Being pragmatic, or doing just enough research, also involves the difficult step of knowing when to stop. Once we felt we knew ‘enough’ about a topic, or enough for right now, we moved on. If we learned that a feature wasn’t meeting user needs, we’d scrap it. I suspect all User Researchers would agree this is a crucial part of iterative, user-centered working, but I went a step further in this project, and this might be a bit controversial…but I said I’d be brave and try new things, so here we go.

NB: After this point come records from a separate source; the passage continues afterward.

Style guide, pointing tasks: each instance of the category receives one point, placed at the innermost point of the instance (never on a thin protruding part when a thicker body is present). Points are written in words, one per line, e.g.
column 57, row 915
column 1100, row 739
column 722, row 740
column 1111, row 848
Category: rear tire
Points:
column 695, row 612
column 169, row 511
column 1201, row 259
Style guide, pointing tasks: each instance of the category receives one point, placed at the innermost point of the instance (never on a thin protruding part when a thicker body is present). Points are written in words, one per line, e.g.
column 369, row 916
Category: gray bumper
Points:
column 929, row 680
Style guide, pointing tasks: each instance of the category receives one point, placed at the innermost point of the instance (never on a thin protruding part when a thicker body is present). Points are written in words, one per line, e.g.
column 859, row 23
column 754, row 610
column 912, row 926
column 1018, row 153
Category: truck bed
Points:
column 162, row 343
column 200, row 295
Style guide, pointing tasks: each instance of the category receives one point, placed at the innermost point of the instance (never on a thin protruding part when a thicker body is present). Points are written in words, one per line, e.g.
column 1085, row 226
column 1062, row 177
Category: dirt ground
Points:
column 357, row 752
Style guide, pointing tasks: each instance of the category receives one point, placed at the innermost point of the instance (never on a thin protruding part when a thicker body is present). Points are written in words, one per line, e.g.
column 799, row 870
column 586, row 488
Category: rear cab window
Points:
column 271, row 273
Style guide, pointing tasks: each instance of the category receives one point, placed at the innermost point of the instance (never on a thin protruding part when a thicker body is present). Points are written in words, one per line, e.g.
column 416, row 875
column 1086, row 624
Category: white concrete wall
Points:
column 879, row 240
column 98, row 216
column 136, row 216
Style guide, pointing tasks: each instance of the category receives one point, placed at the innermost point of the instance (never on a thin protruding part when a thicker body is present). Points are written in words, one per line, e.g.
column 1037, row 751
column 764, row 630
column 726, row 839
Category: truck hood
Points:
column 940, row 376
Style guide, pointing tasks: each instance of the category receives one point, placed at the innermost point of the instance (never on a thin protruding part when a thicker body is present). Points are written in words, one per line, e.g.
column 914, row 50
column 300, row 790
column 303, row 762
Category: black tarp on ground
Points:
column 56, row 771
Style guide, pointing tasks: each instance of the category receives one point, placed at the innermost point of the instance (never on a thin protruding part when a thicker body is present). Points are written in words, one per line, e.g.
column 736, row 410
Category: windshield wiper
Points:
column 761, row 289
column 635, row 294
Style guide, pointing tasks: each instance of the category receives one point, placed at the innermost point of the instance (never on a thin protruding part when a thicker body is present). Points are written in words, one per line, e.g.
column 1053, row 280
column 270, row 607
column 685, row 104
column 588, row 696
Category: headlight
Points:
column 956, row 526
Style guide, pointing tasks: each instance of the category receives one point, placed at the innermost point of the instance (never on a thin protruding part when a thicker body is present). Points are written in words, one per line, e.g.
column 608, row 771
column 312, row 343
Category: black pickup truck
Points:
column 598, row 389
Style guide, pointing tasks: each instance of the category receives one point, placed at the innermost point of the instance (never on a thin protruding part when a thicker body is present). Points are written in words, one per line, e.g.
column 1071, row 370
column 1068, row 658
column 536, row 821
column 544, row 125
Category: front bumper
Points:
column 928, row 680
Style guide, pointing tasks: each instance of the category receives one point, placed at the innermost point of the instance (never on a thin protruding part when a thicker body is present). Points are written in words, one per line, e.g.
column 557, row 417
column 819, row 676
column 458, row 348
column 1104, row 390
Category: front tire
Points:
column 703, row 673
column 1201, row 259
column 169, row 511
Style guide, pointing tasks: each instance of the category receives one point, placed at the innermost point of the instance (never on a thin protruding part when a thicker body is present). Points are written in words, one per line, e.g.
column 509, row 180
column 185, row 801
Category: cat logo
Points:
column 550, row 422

In a usability round, if a design component or piece of content was performing particularly badly in the first few sessions, I would discuss this with my Interaction Designer and Content Designer, and we might decide to iterate in-round for future participants. This seemed to work quite well, especially when we knew it was unlikely that we’d get another shot at testing this feature. Although the total number of users testing a particular design may have been fewer, we were still gathering feedback, still iterating and responding to that feedback, and I think what we got from this approach was valuable. The triangulation of methods — particularly reviewing support tickets and reading survey responses — also helped to reassure me that we’d done just enough research in these cases, as the problems our new designs were trying to solve stopped coming up.
If I was doing this project again, I would do some things differently. Even though we would have always needed to scale quite quickly, we could have started with an even smaller private beta — perhaps one probation office and one prison — to identify major usability issues before rolling out further. I would have worked with a Performance Analyst to set baseline metrics to track and measure user behaviour at the offset. I would have sought out more unmoderated feedback routes, for example heat-mapping. But overall, I’m proud of the service we delivered, and how user research helped the team to quickly scale a more effective service for prison and probation staff, as well as the people leaving prison on licence.